I have dear friends and clients, past and present, alive, dead, and dying, for whom I care deeply, who reside in spots with names like Owl Hole Gap, Poor Valley, Tate Springs, Rock Haven, Ni**er Hollow, Wildcat Hollow, Joppa Mountain, Washburn, Treadway, Thorn Hill, Chinqupin, Yellow Branch, Spruce Pine, Pressman's Home, Hogg Lot, Cloud Creek, Cloud Creek Hollow, Mulberry Gap, Duck Creek, Snake Hollow, Newman's Ridge, Vardy, Clinch, War Creek, Stoney Fork, Cool Branch, Short Mountain, Stone Mountain, Devil's Nose, Treadway, Thorn Hill, Round Mountain, Grassy Fork, Kyle's Ford, Viking Mountain, Blackwater, Turkey Creek, Stubblefield Creek, Morristown Mountain, and Gravel Hill, where I live.

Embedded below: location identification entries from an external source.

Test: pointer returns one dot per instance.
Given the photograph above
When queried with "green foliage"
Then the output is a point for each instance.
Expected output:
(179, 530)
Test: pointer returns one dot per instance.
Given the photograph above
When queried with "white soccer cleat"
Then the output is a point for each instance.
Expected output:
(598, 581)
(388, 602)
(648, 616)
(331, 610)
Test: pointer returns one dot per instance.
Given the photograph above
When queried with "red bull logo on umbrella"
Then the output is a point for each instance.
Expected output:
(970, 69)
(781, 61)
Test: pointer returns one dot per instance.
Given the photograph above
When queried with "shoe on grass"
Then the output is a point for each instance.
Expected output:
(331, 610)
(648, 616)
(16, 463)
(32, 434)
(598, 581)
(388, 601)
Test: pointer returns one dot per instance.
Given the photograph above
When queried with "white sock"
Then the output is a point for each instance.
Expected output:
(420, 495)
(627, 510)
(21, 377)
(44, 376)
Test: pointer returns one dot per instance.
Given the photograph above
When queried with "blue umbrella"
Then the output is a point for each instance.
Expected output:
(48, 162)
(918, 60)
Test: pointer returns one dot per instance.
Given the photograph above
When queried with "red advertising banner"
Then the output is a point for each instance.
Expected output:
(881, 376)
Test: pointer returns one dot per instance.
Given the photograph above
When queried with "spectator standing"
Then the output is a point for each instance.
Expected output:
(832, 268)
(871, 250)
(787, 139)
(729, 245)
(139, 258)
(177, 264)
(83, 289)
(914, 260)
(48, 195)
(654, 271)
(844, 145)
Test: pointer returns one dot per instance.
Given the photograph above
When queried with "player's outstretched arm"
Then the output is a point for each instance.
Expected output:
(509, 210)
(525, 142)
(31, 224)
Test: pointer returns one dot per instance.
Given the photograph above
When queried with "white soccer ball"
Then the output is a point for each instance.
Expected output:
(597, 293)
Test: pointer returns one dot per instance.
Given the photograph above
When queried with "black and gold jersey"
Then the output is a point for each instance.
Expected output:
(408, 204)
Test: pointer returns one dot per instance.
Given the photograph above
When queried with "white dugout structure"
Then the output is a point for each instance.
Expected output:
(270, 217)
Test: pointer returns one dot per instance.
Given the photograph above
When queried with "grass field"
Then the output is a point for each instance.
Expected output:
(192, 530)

These people make mistakes, requiring at times help, not punishment because punishment don't help. From a distance the mountains and hollows seem idyllic, but it's not so. In fact, ignorance permeates the rise and fall of my catchment and its topography. I'll only be able to change things one family at a time, introducing the ideas of neither killing nor consuming animals, mutual aid, community, and secularism. Unfortunately, upon learning that there are people who think differently, their faces blanken as if there's nothing going on. But, in the words of my Torts professor, Hon. Bill Woods, "it ain't necessarily so." Fading memories from attending the pure brutality of four years of law school discharged at night, after work, include my buddy, Ray McAlexander Peek, and red faced Professor Woods, who, at mid lecture, always broke the neo-Socratic torture chamber with a monotone, "time to take a little break," to take another drink. Thank God. Ray approached me during one of those little pauses and posited: "I know how we're going to be able to endure this hell on earth for four years, Paul" "How?," I says. He winked: "two beers."